Sometime while back, Dad had mentioned the untimely death of a schoolmate in his youth and I learned this in part had jaded his view of loss and bereavement. Dad was angry that his dear friend died so young and so pointlessly. This had a great effect on him at such a tender age and stayed with him long after.

On one of our father/daughter trips to our hometown together, I asked Dad to take me to Gigi’s gravesite. He asked why of all the places to go, we should go there; he eventually gave in, and we went.

Dad felt this was an exercise in futility as I would merely be paying my respects to his father’s engraved headstone with remains in the ground. What was the point?

Dad could be so black and white on some things with no grey in the middle. Working in the research field, he was familiar with cadavers donated for science and reasoned that the remains were that of a shell, devoid of any human personality which made it special in life.

So to sum up, Dad felt there was no spiritual connection to the physical remains of a deceased being. And as for him, he would simply cease to exist when it was his time.

While I understood and appreciated this, I couldn’t reconcile what this had to do with us and how we may have wanted a commemorative marker to honor and recognize his presence on earth. (This would be that grey in the middle.)

He was our Somebody and I wanted the world to Know He Existed

Dad’s family was going to mourn and miss him whether he liked it or not! Besides, he wouldn’t be here, so what did he care if we had a headstone or memorial marker or not?

I suggested instead of him looking at it as a constant reminder that he was gone and us blubbering over our loss of him; what if he were to consider a memorial as a symbolic acknowledgement of his life lived here on earth?

Silence. That look. Okay, I get it, discussion over.

Sometime later, Dad did something very thoughtful for me. To “mark” his time here on earth…he gave me his beloved wrist watch. This timepiece was his personal way he wanted me to remember him and our time together.

So it’s my gesture to Dad that when I wear this heirloom every now and then, it’s my personal reflection on his life lived, not passed. A watch ticks through time in the present and it’s in the time of now, that his presence is with me.

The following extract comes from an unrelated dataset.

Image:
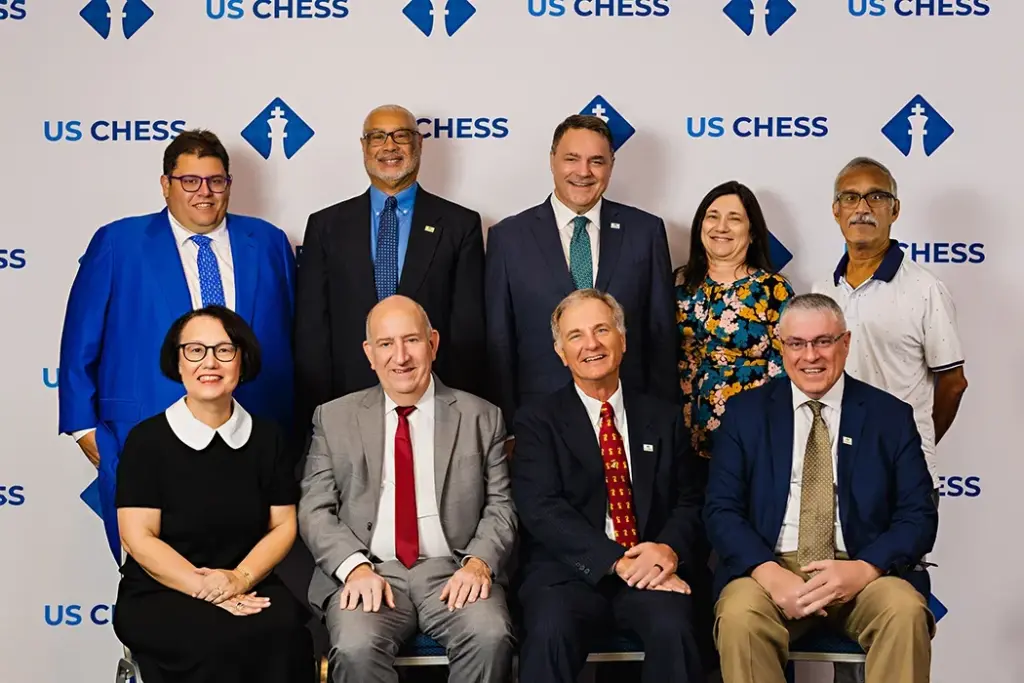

Dad, you are a man worth remembering, blubbering and all. You got your way, and you gave me mine too. His final wishes were honored. No headstone. But, yes, Dad did have a memorial service with family and friends who gathered to celebrate him.

So get this, not long after my Dad’s passing, the funeral home where his ashes were interned burnt down. Hmmm, crazy right? When was there a time that you recall something like this happening? I never have.

Dad’s cremated remains were displayed in a Memorial Room which went unscathed in the fire. Ironic.

Sometime later, a funeral attendant recounted family scattering Dad’s ashes at another location.

So is that it? With no formality of a memorial urn anymore, has my father’s legacy set with the sun?